Other potential cancer treatment methods that 2.5pro - a different model than is referenced in the article - has confirmed as potentially viable when prompted by an amateur cancer researcher:
- CPMV; Cow-Pea Mosaic Virus (is a plant virus that doesn't infect humans but causes an (IFN-1 (IFN-alpha and a lot of IFN-beta)) anti-cancer response in humans. Cow Pea consumption probably used to be even more prevalent in humans before modern agriculture; cow peas may have been treating cancer in humans for thousands of years at least.)
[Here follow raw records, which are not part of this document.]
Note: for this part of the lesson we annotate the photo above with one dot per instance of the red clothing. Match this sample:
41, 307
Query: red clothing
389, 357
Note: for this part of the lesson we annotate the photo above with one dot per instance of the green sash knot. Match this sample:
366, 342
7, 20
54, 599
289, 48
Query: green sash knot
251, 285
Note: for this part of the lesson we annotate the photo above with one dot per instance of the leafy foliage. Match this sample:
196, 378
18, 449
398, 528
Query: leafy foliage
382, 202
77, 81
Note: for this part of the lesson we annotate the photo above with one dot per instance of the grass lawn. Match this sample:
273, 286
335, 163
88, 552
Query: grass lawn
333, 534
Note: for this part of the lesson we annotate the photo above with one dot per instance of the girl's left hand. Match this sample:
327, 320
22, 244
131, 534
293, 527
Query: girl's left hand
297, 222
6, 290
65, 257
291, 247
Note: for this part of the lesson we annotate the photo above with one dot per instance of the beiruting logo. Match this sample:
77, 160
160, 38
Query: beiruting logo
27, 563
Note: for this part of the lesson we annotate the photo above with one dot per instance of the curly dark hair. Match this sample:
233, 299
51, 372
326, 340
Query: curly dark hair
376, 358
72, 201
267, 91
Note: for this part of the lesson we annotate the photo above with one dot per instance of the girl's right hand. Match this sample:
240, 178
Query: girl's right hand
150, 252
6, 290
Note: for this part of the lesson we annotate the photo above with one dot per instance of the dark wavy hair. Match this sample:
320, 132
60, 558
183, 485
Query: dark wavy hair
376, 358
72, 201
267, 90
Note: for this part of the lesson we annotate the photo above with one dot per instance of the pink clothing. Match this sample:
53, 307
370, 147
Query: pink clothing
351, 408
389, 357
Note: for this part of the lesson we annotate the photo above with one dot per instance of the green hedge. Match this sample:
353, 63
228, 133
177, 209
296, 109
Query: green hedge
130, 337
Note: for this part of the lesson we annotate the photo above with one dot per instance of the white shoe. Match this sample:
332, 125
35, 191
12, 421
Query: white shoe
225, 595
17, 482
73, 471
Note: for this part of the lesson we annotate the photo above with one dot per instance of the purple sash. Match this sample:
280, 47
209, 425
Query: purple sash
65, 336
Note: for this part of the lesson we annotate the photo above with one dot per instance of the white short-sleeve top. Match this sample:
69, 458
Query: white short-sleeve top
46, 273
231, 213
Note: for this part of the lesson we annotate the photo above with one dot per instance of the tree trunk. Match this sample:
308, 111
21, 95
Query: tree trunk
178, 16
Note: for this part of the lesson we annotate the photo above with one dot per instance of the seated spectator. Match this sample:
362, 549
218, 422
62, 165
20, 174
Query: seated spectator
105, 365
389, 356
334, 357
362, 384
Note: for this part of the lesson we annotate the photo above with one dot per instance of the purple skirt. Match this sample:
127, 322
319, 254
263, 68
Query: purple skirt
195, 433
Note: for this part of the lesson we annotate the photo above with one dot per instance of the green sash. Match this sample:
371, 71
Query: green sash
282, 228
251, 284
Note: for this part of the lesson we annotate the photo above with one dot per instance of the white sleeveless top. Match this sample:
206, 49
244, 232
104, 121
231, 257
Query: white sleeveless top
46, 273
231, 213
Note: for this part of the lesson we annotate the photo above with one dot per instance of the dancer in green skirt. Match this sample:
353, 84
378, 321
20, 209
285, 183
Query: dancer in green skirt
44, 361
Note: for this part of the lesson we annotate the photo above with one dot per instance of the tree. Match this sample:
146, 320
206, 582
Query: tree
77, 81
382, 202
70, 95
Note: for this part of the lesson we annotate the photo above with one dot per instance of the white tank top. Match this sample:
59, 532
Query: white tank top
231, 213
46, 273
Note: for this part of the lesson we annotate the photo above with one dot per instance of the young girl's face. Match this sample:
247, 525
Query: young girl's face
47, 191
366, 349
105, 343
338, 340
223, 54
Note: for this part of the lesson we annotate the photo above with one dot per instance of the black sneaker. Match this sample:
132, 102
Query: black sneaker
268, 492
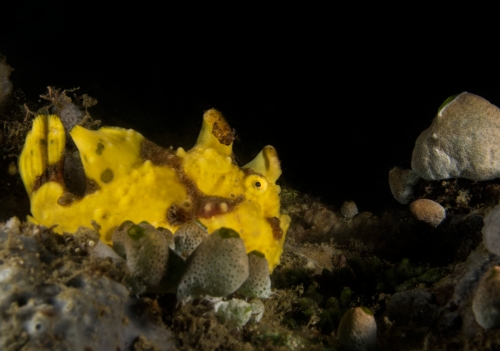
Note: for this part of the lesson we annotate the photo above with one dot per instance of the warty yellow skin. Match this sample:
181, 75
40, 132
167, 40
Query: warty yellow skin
130, 178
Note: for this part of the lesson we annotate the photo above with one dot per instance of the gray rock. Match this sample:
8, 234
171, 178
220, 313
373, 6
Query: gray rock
463, 141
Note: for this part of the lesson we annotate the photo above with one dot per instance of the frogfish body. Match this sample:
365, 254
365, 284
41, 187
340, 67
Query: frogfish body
130, 178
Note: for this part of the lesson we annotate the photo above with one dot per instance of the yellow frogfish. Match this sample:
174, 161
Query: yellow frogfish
130, 178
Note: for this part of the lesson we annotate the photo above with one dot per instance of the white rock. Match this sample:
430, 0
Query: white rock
357, 330
428, 211
486, 302
401, 182
463, 141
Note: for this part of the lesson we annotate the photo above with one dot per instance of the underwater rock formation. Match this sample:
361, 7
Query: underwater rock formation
462, 141
428, 211
51, 301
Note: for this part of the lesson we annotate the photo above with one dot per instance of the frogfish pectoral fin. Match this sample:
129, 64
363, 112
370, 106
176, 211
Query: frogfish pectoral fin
42, 158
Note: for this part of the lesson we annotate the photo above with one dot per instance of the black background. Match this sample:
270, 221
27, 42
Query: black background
342, 93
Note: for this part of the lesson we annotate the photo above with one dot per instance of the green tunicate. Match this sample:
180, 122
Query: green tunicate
135, 232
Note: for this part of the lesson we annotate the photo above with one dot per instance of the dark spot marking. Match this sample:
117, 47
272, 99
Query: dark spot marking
158, 155
107, 175
53, 173
67, 199
177, 216
91, 186
100, 147
275, 226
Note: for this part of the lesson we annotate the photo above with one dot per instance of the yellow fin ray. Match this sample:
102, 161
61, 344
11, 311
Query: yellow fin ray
44, 147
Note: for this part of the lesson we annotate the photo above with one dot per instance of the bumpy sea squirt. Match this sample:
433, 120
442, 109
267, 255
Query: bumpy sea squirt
130, 178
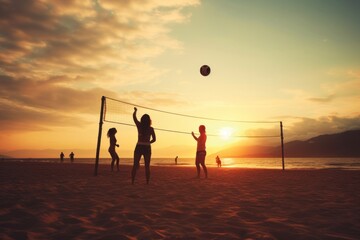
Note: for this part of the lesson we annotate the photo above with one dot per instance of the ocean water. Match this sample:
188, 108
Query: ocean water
271, 163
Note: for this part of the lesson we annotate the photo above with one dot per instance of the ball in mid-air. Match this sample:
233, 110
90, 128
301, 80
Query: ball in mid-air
205, 70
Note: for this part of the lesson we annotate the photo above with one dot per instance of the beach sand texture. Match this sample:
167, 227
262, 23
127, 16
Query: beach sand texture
66, 201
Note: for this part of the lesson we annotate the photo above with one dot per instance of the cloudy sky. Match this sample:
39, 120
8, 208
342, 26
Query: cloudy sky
271, 60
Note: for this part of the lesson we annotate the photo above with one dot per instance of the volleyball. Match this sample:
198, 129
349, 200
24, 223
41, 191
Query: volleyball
205, 70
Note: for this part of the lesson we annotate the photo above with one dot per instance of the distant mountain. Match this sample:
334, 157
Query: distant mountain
345, 144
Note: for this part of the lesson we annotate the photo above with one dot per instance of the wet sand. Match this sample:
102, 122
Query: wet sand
66, 201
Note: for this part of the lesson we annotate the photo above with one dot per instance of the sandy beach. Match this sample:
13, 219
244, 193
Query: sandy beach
66, 201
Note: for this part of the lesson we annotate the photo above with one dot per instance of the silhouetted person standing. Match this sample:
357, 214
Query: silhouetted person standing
200, 150
72, 157
146, 136
114, 156
218, 161
62, 155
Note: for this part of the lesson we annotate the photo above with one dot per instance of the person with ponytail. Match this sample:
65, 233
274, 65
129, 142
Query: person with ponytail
146, 136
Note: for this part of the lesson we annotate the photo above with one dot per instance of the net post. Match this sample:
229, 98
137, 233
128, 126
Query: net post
282, 145
99, 135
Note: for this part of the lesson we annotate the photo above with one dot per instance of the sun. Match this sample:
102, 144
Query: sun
226, 132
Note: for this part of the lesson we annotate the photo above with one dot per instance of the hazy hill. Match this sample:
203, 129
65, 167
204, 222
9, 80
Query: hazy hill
345, 144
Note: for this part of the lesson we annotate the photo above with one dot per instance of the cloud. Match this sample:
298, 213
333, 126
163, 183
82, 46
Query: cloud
57, 58
306, 128
323, 100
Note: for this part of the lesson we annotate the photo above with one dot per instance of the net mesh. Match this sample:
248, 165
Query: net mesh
120, 112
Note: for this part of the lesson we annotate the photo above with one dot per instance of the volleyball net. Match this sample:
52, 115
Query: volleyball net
166, 123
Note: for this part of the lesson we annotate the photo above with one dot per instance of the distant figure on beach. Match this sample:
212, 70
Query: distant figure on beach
146, 136
200, 150
218, 161
114, 156
71, 155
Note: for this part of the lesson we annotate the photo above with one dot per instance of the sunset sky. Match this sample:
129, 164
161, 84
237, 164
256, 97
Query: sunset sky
271, 60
I emailed these potential new treatments to various researchers with a fair disclaimer; but IDK whether anything has been invested in developing a treatment derived from or informed by knowledge of the relevant pathways affected by EPS3.9 or CPMV.
There are RNA and mRNA cancer vaccines in development.
Without a capsid, RNA is destroyed before arrival. So RNA vaccines are usually administered intramuscularly.
AFAIU, as a general bioengineering platform, CPMV Cow-Pea Mosaic Virus could also be used like a capsid to package for example an RNA cancer vaccine.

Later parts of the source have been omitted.